Jorge Alberto Comas fue uno de los baluartes del extinto Tiburones de Veracruz, ciudad mexicana en la que todavía reside. Estuvo preso casi tres años por violencia de género.
La historia de Jorge Alberto Comas es digna de un personaje de ficción estereotipado. Comitas, aquel entrerriano que supo hacer felices a los hinchas de Boca Juniors en una época de sequía para el club de la Ribera, como fueron los finales de los 80, y que amargó varias veces a River con distintas camisetas, hoy vive penurias en México.
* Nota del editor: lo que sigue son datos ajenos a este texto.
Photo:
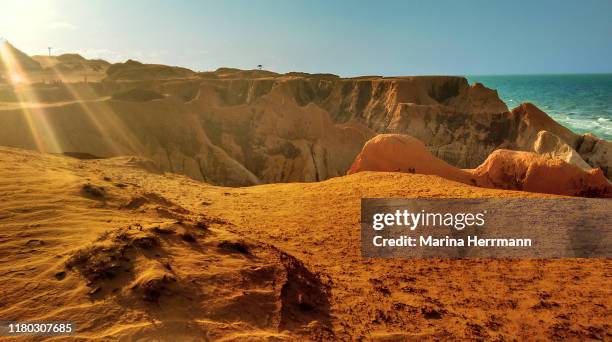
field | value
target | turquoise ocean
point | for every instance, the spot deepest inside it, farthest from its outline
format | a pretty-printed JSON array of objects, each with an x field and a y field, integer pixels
[{"x": 581, "y": 102}]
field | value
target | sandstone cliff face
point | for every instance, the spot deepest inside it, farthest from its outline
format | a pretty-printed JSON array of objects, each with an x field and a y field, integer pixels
[
  {"x": 503, "y": 169},
  {"x": 236, "y": 127}
]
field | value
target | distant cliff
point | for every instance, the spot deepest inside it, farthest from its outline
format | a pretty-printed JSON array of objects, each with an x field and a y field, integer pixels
[{"x": 236, "y": 127}]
A poco tiempo de haber salido de la cárcel, luego de casi tres años de detención, transita las calles de Veracruz al borde de la indigencia.
A mediados de 2021, Comas fue arrestado por la Policía local después de golpear salvajemente a una vecina dentro del condominio “Corsario” ubicado en la acaudalada zona de Playa de Oro, Boca del Río, en donde tenía su casa. Lidia Villagomez, víctima de la agresión, contó públicamente que el exfutbolista le había tirado un vaso de cerveza que llegó a esquivar y luego le asestó varios golpes de puño en el rostro aun con sus anteojos puestos. El argentino había sido demorado anteriormente por golpear a policías que acudieron al lugar por otras denuncias, como una por abusos y maltratos contra otra mujer de la residencia. También había registrado antecedentes en 2012 por agresión y amenazas a un reportero de Veracruz y en 2016 por agresión contra otra persona dentro de un famoso restaurante de la ciudad.
El jugador surgido en Colón de Santa Fe, que también brilló en Vélez Sársfield y se retiró en el Sabalero en 1994 tras su inolvidable paso por el fútbol mexicano, perdió contacto con amigos y familiares directos. De hecho, la relación con sus nueve hijos no sería la mejor, según gente que lo frecuentó en los últimos meses, por la venta y reparto de algunas propiedades.
Desde Boca le tendieron una mano: un excompañero de los tres planteles que integró desde 1986 hasta 1989 estuvo al tanto de su situación judicial y hasta dialogó con el embajador y el consulado argentino en Veracruz para que estuviera encerrado en las mejores condiciones posibles y se contemplara una salida anticipada de prisión, algo que finalmente ocurrió (quedó en libertad en 2024 y no llegó a cumplir tres años de los cinco que le habían dado en una celda de 16 metros cuadrados dentro del Penal de “La Toma” Amatlán de los Reyes).
Diego San Román, periodista de XEU Deportes, cadena que hace casi una década lo había entrevistado en sus estudios, dio detalles del pálido presente de Comitas en Veracruz: “Su actualidad es muy triste. Fue sentenciado a prisión porque golpeó muy feo a una vecina y ya tenía antecedentes. Jorge es una persona que ha sufrido con los vicios, principalmente con el alcohol. Tiene muchos años siendo un alcohólico. Hoy está acabado, lo invitan a jugar algunos partidos al fútbol llanero, que es el amateur de los fines de semana. Le invitan el pasaje y las cervezas. Obviamente, a su edad (65), tampoco derrocha talento”.